Hard-won cherries.
There are times when shopping at the farmers market is an urbanite’s bucolic fantasy, and there are times when it’s a blood sport—requiring NASCAR driving skills, sharp elbows and unrelenting greed. I participated in the latter style of shopping last Saturday at the Alemany Farmers Market. All in the name of my mother.
My mother’s one of those people whose summer is spent trying to replicate the taste of her childhood. Every peach, every tomato, every green bean that she grows (or buys) is deemed alright, at most good, but never like the ones she grew up eating in Colorado. She has spent her life looking to replicate these food memories and spends a lot of time experiencing a resigned sense of disappointment.
The one thing, though, that’s become golden in her memory—mostly due to their rarity here—is the sour cherry. I’ve heard the lore of the sour cherry pie, the sour cherry cobbler, the sour cherry jam. My mother is growing a sour cherry tree in her yard in Sonoma, but thus far, it’s only taunted her by producing a cherry or two, further feeding her yearnings.

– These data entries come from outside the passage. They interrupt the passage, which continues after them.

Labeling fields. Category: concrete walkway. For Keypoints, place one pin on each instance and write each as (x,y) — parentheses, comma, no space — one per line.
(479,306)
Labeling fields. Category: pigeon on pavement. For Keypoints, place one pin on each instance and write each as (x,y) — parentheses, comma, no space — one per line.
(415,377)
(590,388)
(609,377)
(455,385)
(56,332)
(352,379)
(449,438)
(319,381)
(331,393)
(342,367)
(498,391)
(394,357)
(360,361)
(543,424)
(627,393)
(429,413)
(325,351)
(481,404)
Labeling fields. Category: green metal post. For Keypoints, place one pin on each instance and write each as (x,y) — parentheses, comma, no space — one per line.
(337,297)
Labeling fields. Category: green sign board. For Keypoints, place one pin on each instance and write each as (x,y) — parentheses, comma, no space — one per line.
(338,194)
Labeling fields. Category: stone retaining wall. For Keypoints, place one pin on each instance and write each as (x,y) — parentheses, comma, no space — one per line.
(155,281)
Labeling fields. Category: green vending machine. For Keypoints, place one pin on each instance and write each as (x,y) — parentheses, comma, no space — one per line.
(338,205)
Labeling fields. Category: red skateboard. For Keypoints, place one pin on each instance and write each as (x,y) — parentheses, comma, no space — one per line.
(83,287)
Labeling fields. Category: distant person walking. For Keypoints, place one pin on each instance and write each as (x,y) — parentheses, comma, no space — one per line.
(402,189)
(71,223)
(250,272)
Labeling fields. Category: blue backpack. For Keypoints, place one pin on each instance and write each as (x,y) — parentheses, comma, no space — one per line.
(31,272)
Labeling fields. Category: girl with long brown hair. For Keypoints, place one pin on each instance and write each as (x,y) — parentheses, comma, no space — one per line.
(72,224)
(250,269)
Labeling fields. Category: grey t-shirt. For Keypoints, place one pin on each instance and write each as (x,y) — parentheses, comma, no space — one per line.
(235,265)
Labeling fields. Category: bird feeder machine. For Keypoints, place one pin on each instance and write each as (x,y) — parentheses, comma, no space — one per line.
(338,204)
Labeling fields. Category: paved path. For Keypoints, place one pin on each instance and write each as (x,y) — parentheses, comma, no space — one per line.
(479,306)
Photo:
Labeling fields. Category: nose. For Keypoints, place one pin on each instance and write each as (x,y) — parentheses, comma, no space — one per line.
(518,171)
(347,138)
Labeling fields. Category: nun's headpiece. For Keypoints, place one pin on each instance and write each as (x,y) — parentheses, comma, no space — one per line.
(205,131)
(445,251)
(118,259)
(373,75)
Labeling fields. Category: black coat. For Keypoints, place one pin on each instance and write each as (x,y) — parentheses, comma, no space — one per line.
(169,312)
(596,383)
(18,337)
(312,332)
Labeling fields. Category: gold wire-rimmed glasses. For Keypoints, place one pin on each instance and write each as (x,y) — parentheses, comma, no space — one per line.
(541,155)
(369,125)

This is why I found myself in my Subaru speeding around the narrow corners and hills of Bernal Heights at 8 am in the morning last Saturday, like a picture out of Bullet, on my way to the Alemany Market. I knew there had been sour cherries at Hooverville Orchard’s stall, because my upstairs neighbor and “good friend” Alan had come home with the last batch of them the week before and refused to share, despite my poor mother’s pleas. The following week, I sent my co-worker Jessica, who’s also a sour cherry fan, to get some (I was out of town: see my LA blog), but she’d run out of luck because Pizzeria Delfina’s “cutey chef,” Anthony, (as I’d called him in a previous blog about his fried fava beans) was there buying up the last flat. Yeah—Anthony-cute-no-more.
I’d been told that Hooverville would have cherries for about 3 weeks, and this last Saturday was the third. I skidded into a parking space, leapt out and ran directly to Bruce, who runs the stand, and who I’d knew was keeping the tender and easily bruised sour cherries in the back. There were only two flats left. The taste of victory was sweet (or sour, in this case). I shelled out $25 and drove up to my parents’ house for the weekend, as proud as if I’d just shot a wild boar.
Mom was thrilled and we spent a very old-fashioned afternoon in the sun, pitting the cherries using a paper clip and chatting about life. Hours later, our back aching, we finished and I made a cobbler using the family recipe (ask, and I’ll give it to you). That night, we sat down, cobbler in hands, with a little moat of heavy cream, and dug in. Dad, who tends to like most everything, expectedly expressed how much he liked it, but from Mom, I heard nothing much than a polite murmur. I asked her the next day what she’d thought of the cherries, and she said she thought they were good, but not quite tart enough—just not quite right. Undoubtedly, the search will continue and I drove home with a bag of sour cherries to freeze.